ポール・マッカートニーの秘蔵フィルムが解禁! ビートルズの熱狂を振り返る。
しかし、それだけではポールの写真が伝えるものはパパラッチや報道のそれと変わらないということになる。タイトル通り、アートおよびカルチャー史の一大事件であるビートルズ旋風の中心であったポール本人から見た光景として、舞台裏のメンバーの表情、スタッフや業界人、ファン、都市の風景などの総数250点の写真を改めて観ていくと、ビートルズが起こした歴史の切断が偶然でなかったことが分かってくる。 シティビューで静かに展示を観る私たちの外側の世界でも、戦争や政争などの騒がしさが続いているが、それは1960年代と変わらない。当時もまた、ベトナム反戦運動、ケネディ大統領暗殺、第二次フェミニズム――すなわち“性と政治の季節”であった。一方エンターテイメントでは、ノウハウを蓄積した業界の大人たちに指導され、アイドルたちが高度な芸を披露するという状況であった。このような中で、ビートルズの4人は、自分たちは世界のどこにいてそれはなぜなのかという問いの答えが手に入らぬことへの焦燥感と衝動を、そしてその先にあるはずの自由の楽しさ(と怖さ)を、ブラック・ミュージックから大胆に借用し自分たちと重ね合わせ音楽とスタイルを通して表現した。展示にもあるデビュー当時のマネージャー、ブライアン・エプスタインのいう“率直さ”という言葉はそのことの革新性を控え目に述べたものだ。ポールの写真の魅力と同じく、それは第一義として技巧の完成度とやらではない。

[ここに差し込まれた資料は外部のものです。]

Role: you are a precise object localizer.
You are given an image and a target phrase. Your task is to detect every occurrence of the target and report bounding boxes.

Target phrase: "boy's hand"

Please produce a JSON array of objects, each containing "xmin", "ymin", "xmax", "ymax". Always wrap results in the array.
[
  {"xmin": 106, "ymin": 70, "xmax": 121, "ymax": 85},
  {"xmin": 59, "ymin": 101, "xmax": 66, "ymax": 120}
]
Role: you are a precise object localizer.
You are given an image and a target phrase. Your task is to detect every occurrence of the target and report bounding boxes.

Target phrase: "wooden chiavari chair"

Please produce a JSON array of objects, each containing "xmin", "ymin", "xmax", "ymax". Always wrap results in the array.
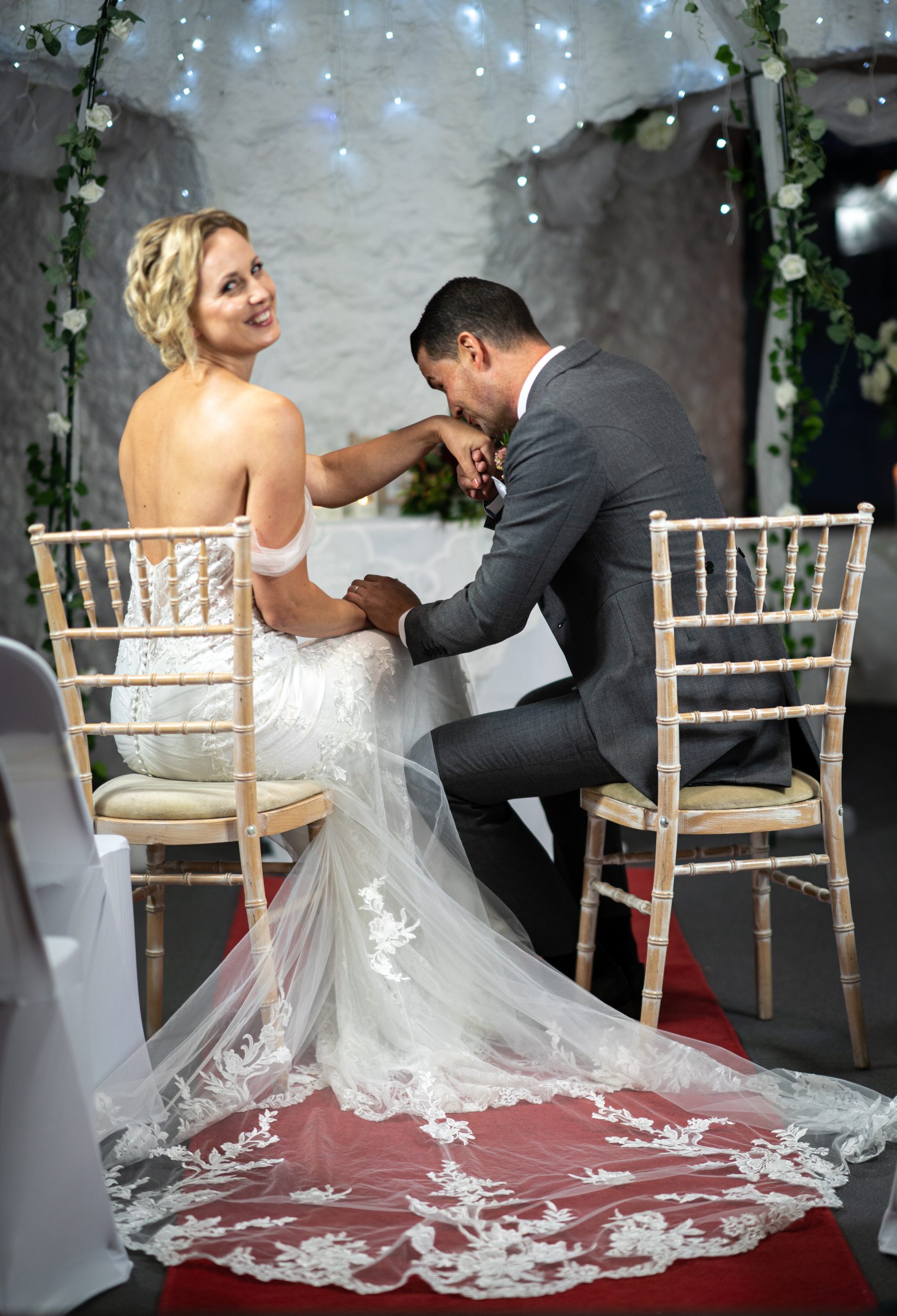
[
  {"xmin": 29, "ymin": 516, "xmax": 333, "ymax": 1036},
  {"xmin": 577, "ymin": 503, "xmax": 874, "ymax": 1069}
]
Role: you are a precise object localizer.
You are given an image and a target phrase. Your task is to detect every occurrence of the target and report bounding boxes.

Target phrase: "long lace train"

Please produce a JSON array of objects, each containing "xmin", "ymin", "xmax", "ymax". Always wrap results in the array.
[{"xmin": 98, "ymin": 532, "xmax": 897, "ymax": 1297}]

リヴァプール/ロンドン/パリで撮影されたモノトーンの彼らはスーツに身を包みながらも前髪を垂らし、表情やポーズはユーモアや遊び心に溢れて見える。しかしながら、彼らの周囲の世界は、取り巻く大人たちも同世代もポールが言うところの「親の世代のイギリス」の質素な倫理や階級、ジェンダー規範に未だ沿っているようだ。4人だけに漂う解放への予感は、展示の後半、マイアミのスイミング・プールで撮影された、突如カラフルなイメージの群れとして鮮やかに現れる。彼らの成功への階段の舞台となったアメリカという国の若さと“ポップ”は相性がいい。 "Eyes of the Storm"を評して、若さやデモクラティックな価値への信頼とビートルズの体現したポップ・ミュージック/カルチャーはどこかで結ばれている、という評論家めいた物言いも可能だ。しかし、彼らの音楽もポールの写真もそのような語り口調を好まない。そうではない伝え方の可能性の発見/転換こそが、ビートルズを、21世紀にまで続く“ポップ”時代の最初の顕れとしたのだ。故・坂本龍一の「ビートルズの音楽は100年後も残る」という発言が思い出されるような展示となっている。
『ポール・マッカートニー写真展 1963-64~Eyes of the Storm~』
〈東京シティビュー〉東京都港区六本木6-10-1 六本木ヒルズ森タワー52階。~2024年9月24日。10時~19時。金土は~20時。※入館は閉館の30分前まで。一般2,600円ほか。